On attracting foreign direct investment to the state, the commission said that FDI is necessary for the expansion of airports. “Airports, roads and ports can be expanded to provide necessary logistical support to industries. The state should establish cable landing stations (like those in Vizag and Mumbai) to increase bandwidth for high data speed and create a digital ecosystem for industrial growth. To these ends, Tamil Nadu should strive to attract more FDI. Currently, 7% of total FDI in India is directed to TN,” the commission report states.
In the electricity sector, the commission wants the state government to introduce smart meters to domestic and other consumers. “The state needs to improve its performance in UDAY barometers, smart meters (200-500 kWH), smart meters (above 500 kWH) and distribution transformer meters (urban). Tamil Nadu needs to be aware of its electricity purchase costs which have increased by more than 5% over the past two years,” the commission report states.
The report commends the contribution of state-owned public sector enterprises. “Tamil Nadu has 68 working PSUs, of which 29 had overdue accounts. State PSUs recorded revenue of Rs 1.10 lakh crore according to their latest finalized accounts. This revenue was equal to 8.54% of GSDP, indicating the important role played by state PSUs in the economy,” the report said.

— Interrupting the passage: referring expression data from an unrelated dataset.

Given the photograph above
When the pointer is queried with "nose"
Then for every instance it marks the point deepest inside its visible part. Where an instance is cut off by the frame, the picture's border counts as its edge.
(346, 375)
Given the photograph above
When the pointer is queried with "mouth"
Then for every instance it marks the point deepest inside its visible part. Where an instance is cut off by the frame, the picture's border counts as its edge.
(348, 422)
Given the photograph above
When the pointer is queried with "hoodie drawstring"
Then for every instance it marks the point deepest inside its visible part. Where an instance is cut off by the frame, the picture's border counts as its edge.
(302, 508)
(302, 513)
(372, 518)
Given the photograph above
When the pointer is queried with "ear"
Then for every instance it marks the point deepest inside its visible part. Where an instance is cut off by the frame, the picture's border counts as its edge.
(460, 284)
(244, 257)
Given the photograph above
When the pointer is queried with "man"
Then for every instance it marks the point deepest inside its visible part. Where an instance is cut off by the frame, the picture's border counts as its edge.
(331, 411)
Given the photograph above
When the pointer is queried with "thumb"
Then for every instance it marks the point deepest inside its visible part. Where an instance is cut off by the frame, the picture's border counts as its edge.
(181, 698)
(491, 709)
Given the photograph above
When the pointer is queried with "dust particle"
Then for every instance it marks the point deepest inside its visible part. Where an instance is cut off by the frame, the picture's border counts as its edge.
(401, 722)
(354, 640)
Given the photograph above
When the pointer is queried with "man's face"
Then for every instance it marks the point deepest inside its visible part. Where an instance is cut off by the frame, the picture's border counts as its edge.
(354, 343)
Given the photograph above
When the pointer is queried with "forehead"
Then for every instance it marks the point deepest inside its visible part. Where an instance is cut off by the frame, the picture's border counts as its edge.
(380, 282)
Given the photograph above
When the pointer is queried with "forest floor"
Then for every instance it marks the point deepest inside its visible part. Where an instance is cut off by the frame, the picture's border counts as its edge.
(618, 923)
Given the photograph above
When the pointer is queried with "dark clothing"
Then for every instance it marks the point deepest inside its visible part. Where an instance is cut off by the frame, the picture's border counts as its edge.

According to the latest finalized accounts, PSUs accrued losses of Rs 78,854.25 crore and overall state budget support to PSUs fell from Rs 13,918 crore in 2012-13 to Rs 46,127 crore in 2016-17 .
“Given the unpaid liabilities and substantial budget support to SPSUs, the state needs to monitor them closely to avoid contingent liabilities imposing additional fiscal burden on the state. A time-limited program of SPSU restructuring should be adopted soon to remove the main obstacles to their performance,” the report states.